Ou encore les politiques qui protègent les marchés intérieurs, telle la tarification douanière, et qui offrent des incitations fiscales aux secteurs non échangeables comme l’immobilier, permettent aux grands investisseurs bien connectés de dégager un rendement élevé. "Les petites entreprises nationales se débrouillent seules du mieux qu’elles peuvent, luttant pour survivre, et sont souvent désavantagées, dans les secteurs échangeables plus compétitifs“.
>Automobile: les champions locaux doivent s'insérer dans les chaînes de valeur mondiales
Le document rappelle les nombreuses performances du secteur automobile puis nuance : “La faiblesse de l’industrie automobile réside toutefois dans les retombées économiques limitées dans l’économie locale et l’incapacité des champions locaux à faire leur entrée dans les chaînes de valeur.
“Peu d’entreprises marocaines ont rejoint les clusters automobiles, soit par la modernisation de leurs activités, soit par le biais de joint-ventures. Cela pourrait constituer un frein pour le secteur à l’avenir si les entreprises de niveau 1 et les plus grandes entreprises de niveau 2 ne sont pas en mesure de réorienter leur approvisionnement en intrants des importations vers des fournisseurs locaux plus petits (petites entreprises de niveau 2 et de niveau 3).“
>Pour prospérer et créer des emplois, les PME doivent enfin accéder aux services essentiels.

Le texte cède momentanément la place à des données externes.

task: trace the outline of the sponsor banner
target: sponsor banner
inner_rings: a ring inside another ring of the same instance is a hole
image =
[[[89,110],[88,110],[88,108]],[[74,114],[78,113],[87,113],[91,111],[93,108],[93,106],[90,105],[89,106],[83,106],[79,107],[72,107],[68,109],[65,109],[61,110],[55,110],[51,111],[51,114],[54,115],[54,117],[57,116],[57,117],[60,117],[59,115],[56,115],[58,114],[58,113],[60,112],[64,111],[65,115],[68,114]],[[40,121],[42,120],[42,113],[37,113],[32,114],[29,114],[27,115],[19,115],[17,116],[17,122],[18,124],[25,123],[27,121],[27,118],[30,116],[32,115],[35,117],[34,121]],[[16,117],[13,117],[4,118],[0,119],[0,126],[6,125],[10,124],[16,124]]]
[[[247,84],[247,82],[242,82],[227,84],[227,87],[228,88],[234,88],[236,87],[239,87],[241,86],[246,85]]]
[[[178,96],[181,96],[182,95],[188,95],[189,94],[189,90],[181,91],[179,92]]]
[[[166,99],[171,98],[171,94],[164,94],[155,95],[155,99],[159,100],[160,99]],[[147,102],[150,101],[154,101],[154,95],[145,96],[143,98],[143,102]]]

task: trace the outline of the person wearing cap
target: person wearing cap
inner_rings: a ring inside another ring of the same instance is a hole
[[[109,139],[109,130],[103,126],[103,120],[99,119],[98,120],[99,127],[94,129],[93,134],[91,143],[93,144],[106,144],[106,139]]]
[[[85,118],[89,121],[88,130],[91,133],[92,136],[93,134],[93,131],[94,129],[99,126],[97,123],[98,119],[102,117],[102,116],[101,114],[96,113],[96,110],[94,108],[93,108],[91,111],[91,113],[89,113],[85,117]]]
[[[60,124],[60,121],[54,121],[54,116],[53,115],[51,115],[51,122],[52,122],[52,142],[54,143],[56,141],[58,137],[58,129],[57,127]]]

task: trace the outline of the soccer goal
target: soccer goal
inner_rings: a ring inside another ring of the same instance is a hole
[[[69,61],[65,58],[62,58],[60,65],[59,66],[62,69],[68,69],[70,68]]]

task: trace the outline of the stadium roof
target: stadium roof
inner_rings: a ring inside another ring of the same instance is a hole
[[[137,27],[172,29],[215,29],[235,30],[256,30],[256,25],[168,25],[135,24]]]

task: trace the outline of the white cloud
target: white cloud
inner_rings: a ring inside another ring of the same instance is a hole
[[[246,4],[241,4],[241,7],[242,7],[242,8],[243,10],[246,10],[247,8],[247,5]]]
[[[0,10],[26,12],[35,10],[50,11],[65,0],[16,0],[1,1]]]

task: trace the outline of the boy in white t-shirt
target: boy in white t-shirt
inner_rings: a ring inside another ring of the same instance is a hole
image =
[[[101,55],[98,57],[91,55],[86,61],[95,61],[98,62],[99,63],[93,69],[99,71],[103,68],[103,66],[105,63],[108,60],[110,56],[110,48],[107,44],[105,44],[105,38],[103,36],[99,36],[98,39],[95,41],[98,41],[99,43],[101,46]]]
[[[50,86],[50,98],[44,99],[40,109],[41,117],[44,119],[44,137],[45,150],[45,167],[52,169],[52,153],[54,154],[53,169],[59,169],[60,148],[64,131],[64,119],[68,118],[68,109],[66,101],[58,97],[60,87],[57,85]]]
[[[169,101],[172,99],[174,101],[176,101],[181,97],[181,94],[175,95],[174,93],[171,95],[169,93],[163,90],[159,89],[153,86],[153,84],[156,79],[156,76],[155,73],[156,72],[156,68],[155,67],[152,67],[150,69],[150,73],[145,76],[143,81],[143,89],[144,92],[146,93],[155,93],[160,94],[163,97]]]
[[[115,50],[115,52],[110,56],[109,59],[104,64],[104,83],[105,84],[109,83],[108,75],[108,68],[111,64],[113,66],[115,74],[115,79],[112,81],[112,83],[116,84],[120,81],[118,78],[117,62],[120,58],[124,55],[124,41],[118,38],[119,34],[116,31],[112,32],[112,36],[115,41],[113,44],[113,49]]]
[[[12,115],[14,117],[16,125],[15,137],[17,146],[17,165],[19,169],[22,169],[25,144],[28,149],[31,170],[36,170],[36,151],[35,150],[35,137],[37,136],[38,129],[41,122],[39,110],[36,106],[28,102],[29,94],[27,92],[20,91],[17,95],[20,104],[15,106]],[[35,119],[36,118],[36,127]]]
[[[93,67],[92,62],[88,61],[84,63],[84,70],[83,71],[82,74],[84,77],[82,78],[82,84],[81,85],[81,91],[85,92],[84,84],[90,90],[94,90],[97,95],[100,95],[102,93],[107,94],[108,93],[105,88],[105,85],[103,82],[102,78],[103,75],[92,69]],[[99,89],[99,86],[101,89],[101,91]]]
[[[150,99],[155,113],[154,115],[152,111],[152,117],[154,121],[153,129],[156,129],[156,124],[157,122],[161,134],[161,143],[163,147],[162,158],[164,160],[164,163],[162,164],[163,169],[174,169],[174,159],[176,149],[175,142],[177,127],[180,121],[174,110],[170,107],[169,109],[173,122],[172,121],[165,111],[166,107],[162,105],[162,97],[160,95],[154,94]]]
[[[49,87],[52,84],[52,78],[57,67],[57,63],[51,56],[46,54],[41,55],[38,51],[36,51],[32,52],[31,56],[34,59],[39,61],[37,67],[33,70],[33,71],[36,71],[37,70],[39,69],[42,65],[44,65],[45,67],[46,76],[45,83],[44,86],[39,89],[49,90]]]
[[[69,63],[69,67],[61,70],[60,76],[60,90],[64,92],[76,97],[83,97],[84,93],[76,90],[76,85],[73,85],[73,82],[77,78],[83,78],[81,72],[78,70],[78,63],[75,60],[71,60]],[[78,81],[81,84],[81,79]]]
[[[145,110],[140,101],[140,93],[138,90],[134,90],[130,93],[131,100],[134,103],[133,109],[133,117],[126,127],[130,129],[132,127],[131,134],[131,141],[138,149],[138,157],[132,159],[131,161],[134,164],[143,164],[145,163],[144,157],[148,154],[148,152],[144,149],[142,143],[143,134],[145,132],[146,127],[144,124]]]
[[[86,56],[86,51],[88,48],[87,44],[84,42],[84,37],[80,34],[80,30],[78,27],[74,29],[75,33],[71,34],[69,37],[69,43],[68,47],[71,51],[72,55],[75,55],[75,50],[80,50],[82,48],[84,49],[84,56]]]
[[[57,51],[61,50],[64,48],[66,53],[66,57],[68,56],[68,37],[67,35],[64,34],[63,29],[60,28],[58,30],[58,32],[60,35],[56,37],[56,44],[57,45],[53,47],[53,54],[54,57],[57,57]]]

“À l’échelle mondiale, ce sont les nouvelles entreprises et les entreprises à forte croissance qui créent le plus d’emplois. Les analyses empiriques dans les pays de l’OCDE indiquent qu’en moyenne, si les entreprises de cinq ans ou moins représentent environ un cinquième de l’emploi total, elles créent près de la moitié des nouveaux emplois. Bien que peu d’entre elles survivent, les jeunes entreprises contribuent au dynamisme économique en injectant de la concurrence sur les marchés et en stimulant l’innovation. Au Maroc, 37 % des entreprises enregistrées ont moins de cinq ans. Cependant, peu d’informations sont disponibles sur leur taux de survie ou leur impact sur la création d’emplois.
“Ce que l’on sait, en revanche, c’est que pour pénétrer les marchés, prospérer et créer des emplois, les PME marocaines doivent avoir accès aux services essentiels: un système de concurrence équitable, du capital humain et des compétences, un accès aux chaînes de valeur mondiales, des financements et du capital risque aux stades critiques de leur développement, un accès au foncier, aux infrastructures et aux services TIC indispensables pour une économie moderne et une culture favorable aux affaires“. (…)
>La prise de risque, l’entrepreneuriat sont découragés
(…) “Aujourd’hui, toutefois, les salaires élevés encouragent un grand nombre de personnes talentueuses et qualifiées à accepter des emplois prestigieux dans le secteur public plutôt que de s’aventurer dans un secteur privé où l’initiative et la prise de risques sont contrecarrées par des conditions de concurrence inégales. D’autres rejoignent les grandes entreprises et les entreprises publiques.
"Les salaires moyens du secteur public au Maroc sont deux à trois fois plus élevés que les salaires moyens du secteur privé, sans compter les avantages dont bénéficient généralement les employés du secteur public ou la stabilité de l’emploi.
“L’écart salarial public-privé au Maroc est plus élevé que dans les autres pays de la région MENA, à l’exception des pays du CCG riches en pétrole.
“Alors que les jeunes ingénieurs brésiliens, malaisiens ou turcs qui étudient à l’étranger retournent dans leur pays d’origine pour travailler dans les domaines de l’ingénierie, de l’enseignement et de la recherche, les ingénieurs marocains ne le font que rarement et préfèrent travailler en entreprise ou dans les services publics“.